Come out and you’re out

Come out and you’re out

The Boston Globe reports on a gay seminarian who was booted from St. John’s Seminary. The article gets it wrong, but who can blame the reporter since what he often gets is a mush of Church teaching.

Here’s what happened. An openly gay seminarian gets dismissed from the seminary because he won’t stop talking about homosexuality and specifically, his homosexuality. He claims that it is discrimination, that if one is simply a discreet and closeted homosexual there are no repercussions. To back up his argument, he says he knows of two seminarians who had sex in department store dressing room, even though he says he has no evidence.

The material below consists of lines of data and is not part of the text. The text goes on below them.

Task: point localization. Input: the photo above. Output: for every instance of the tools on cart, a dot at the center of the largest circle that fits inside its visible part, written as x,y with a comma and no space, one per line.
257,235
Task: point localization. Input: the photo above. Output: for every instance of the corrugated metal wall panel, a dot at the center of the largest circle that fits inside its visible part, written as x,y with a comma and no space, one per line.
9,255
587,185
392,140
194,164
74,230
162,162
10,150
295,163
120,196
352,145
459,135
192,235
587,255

This is what the reporter had to say: “According to Catholic teaching, homosexuality by itself is not considered a sin, although homosexual acts are.” True enough as it goes, but it fails to include the part about homosexuality itself being a disorder and an inclination to sin that should be rooted out. It is not enough, as the article claims the Church allows, for the homosexual to remain celibate yet gay. The call to holiness demands a rooting out of inclinations to sin in addition to sin itself. A heterosexual man must not lust after women, a thief shouldn’t fantasize about the best way to rob a bank, and so on.

So what did the seminarian’s sponsor, the Archdiocese of Hartford, have to say?

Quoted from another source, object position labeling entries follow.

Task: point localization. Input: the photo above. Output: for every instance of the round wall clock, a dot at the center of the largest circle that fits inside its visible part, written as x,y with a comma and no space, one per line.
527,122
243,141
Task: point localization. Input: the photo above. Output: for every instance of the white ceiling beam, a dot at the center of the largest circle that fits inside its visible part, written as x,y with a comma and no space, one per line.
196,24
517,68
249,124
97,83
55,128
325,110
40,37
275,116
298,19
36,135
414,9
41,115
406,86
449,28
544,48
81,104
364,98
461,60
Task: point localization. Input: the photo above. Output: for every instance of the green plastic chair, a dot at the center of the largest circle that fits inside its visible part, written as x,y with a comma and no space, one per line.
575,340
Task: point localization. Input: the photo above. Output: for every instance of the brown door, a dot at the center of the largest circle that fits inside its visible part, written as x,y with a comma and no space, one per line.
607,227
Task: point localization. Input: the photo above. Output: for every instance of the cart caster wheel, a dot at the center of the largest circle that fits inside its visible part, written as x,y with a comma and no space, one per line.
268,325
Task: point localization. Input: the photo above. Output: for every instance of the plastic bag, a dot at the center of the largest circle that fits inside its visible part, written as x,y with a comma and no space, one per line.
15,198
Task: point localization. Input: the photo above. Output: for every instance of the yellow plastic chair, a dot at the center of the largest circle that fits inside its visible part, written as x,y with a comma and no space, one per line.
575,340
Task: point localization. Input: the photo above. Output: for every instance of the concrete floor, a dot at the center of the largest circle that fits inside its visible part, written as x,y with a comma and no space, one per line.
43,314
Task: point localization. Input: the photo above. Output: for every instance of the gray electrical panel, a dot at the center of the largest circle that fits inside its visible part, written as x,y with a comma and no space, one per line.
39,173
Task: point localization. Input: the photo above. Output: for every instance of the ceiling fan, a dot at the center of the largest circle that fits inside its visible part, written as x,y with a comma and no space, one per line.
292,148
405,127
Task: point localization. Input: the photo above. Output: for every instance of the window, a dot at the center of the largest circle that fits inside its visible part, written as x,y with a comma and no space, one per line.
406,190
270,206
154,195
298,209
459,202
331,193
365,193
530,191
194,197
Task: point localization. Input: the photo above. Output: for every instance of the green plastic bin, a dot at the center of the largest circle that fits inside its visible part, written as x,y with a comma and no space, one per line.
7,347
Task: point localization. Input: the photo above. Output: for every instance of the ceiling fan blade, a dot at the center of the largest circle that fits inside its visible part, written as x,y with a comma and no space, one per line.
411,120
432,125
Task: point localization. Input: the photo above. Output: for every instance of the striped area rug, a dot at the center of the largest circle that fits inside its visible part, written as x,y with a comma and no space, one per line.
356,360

    Seminarians must be ‘‘able to live within the community structure and allow that structure to function in the way it is intended to function without creating a disruption by being outspoken on particular issues,’’ said Monsignor Gerard G. Schmitz, vocation director for the Hartford Archdiocese.

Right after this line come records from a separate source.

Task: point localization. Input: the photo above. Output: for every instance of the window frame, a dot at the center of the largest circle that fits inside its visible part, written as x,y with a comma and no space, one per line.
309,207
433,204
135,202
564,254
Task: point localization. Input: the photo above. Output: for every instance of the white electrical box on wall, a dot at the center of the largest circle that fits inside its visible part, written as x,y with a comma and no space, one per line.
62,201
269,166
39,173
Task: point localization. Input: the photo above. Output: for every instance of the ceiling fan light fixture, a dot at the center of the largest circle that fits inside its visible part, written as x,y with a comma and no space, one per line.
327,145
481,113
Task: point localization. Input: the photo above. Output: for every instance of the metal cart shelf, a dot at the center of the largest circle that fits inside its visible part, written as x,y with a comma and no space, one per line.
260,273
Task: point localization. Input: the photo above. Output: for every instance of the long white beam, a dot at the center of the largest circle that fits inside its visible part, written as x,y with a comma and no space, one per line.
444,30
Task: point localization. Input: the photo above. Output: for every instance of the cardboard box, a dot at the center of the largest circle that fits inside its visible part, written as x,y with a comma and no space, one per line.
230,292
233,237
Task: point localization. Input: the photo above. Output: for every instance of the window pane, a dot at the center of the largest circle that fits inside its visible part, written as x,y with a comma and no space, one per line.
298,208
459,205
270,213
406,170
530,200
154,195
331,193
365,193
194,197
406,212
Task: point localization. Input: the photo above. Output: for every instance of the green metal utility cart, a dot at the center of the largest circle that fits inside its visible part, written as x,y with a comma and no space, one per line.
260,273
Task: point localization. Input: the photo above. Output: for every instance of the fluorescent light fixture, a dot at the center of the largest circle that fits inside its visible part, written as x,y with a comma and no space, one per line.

It seems to support the seminarians contention that it’s not the homosexuality but the outspokenness that’s the problem. Go along with the program until ordination, seems to be the watchword. So what does Boston say?

    The Rev. Christopher J. Coyne, a Boston Archdiocese spokesman and St. John’s faculty member, … said, ‘‘To enter into a Catholic seminary and continuously push an agenda that is not in keeping with the church’s teaching on sexual orientation is problematic.’‘

It’s a little better, but it still doesn’t speak to the individual’s own orientation. It’s about outspokenness.

    “A man who is same-sex oriented can be ordained as long as he understands and is accepting of the promise of celibacy as the church understands it,’’ Coyne said. ‘‘The judgment call is not based on whether a man is gay or not. The judgment call is whether or not a man is committed to a celibate lifestyle and all that entails.’‘

Okay, that one bothers me. It is a capitulation to homosexuality, to concupiscence. If a seminarian walks around lusting after women all day, is he suitable for ordination. How about if he lusts after children, even if he is “committed to a celibate lifestyle”?

Of course, the seminarian we learn has more problems with Church teaching that just homosexuality.

    According to Meehan, church officials have officially said he was expelled due to differences of opinion over church teachings. … Also, at a church gathering in Hartford, he was critical of the seminary for teaching that homosexuality is a moral choice and for discouraging discussions about ordination of women.

So it wasn’t just homosexuality. In fact, open dissent on one issue at the core of a person’s self-identity often leads to dissent on other Church teachings. So what is the Church to do in such a case? If a man dissents from Church teaching and will not see the truth of those teachings, the Church is not obligated to ordain him. Let him find another vocation, because a priest’s job is to teach the truth, not express his personal and flawed opinion.